先生が割腹されたのが、その前日、11月25日ですから不思議に思われるかもしれません。が、確かに私は
この日先生と最後の言葉を交わしました。
(中略)今でもあの日の先生の表情、声、すべて鮮明に浮かんで来ます。
衝撃の25日が過ぎた翌日、私は疲れきって、ぐっすり眠っていたのでしょうか。
その夜は、夫は研修か夜勤で留守でした。
トントンとドアを叩く音に目を覚まし、扉を開けると、そこに三島先生が立っておられました。
突然の訪問で驚きましたが、いつもの先生ではない、ただならぬ気配が伝わって来ます。
「先生どうなさったのですか?」
先生の後ろに誰かの姿があるようだ……が、誰かはわからない。
「とにかくおあがり下さい」
(中略)ともかくも座っていただいた。
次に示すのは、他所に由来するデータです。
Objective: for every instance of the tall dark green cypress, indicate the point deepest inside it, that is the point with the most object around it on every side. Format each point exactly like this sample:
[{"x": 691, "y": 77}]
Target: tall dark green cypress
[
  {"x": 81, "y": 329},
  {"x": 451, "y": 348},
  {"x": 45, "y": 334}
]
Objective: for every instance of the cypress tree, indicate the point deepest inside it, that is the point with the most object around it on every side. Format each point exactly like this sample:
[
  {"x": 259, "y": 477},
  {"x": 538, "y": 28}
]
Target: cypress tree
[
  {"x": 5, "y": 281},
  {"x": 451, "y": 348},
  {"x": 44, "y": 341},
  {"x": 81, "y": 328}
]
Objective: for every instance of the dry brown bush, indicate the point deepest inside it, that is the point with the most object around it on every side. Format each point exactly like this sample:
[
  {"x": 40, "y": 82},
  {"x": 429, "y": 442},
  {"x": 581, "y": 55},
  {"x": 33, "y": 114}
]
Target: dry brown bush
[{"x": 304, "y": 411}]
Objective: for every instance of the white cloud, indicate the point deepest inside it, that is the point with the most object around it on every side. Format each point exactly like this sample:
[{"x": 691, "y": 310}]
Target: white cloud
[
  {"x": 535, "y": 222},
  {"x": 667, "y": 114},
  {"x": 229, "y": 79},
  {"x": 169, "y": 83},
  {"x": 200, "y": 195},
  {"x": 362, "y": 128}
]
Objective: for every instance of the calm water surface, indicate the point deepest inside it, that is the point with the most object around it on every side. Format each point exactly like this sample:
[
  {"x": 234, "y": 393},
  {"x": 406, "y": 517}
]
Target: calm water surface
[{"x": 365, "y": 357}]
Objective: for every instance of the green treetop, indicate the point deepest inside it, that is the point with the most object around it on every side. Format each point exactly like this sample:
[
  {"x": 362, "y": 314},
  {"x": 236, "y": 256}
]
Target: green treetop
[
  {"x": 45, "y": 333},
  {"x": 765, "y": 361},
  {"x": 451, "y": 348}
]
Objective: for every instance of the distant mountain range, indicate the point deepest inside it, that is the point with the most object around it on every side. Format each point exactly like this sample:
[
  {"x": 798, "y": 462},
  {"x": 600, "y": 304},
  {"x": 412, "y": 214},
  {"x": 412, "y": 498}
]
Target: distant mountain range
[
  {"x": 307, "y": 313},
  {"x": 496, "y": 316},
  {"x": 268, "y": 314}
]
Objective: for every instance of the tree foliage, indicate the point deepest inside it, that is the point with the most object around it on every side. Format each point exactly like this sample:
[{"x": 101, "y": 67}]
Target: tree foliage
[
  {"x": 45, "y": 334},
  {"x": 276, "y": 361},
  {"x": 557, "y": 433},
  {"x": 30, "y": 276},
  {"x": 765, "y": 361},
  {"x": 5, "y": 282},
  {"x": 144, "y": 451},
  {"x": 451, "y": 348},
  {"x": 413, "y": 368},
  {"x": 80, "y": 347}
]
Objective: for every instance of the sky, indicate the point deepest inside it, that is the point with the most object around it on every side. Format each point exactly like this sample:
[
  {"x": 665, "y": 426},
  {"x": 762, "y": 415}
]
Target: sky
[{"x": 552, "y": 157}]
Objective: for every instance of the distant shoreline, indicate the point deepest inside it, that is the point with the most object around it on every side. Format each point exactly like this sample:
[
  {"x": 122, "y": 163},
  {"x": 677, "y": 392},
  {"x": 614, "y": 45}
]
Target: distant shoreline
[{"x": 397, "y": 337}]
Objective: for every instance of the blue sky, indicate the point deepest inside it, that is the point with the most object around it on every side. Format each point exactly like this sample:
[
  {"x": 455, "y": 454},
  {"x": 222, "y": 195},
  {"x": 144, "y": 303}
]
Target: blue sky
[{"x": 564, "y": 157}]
先生の後ろにたしかに人影があるのだが、ぼおっとして判らない。
あわててお茶の準備をしようとすると、
「すぐに遠くに出かけなければならないから、お茶はいいよ」
と言われました。

松浦芳子「今よみがえる 三島由紀夫」より

369:名無しさん@3周年
11/03/19 12:50:16.23 gq+e1QxB
とてもお急ぎの様子で、どこかに行かれる途中立ち寄った感じである。
「持丸君は?」
と聞かれましたが、夫はいない。
「今夜は、夜勤で泊りです」
と答える私に、少しがっかりされた様子でした。
「そうか……残念だなあ……じゃ芳子さんから、持丸君に伝えて欲しい。後の事はたのむと……。とにかく
後のことはたのむと、それだけは、伝えて欲しい。くれぐれもよろしく伝えて欲しい。」
「はい、わかりました。必ず伝えます」
先生は、何度も念をおされて、ほっとした様子で席を立って行かれようとする。
何故か、どうしても止めなきゃ! 不安になり
「先生! これから何処にいかれるのですか?」
とお聞きすると、振り返り、静かに深くうなずいて行ってしまわれました。
夜が明けてから、私は、ただ茫然とするばかりでした。
先生がいらっしゃったのは、夢だったのだろうか? 夢にしてはあまりにもリアル過ぎる。
確かに夫は夜勤でしたし、夢の訳がない。先生は、あの世へ旅立つ途中に寄ってくださったのだ。
とすれば先生の後ろの人影は、森田必勝であったかもしれない。
先生は、旅立ちの前に、最後の言葉を下さったと、私は今でも信じている。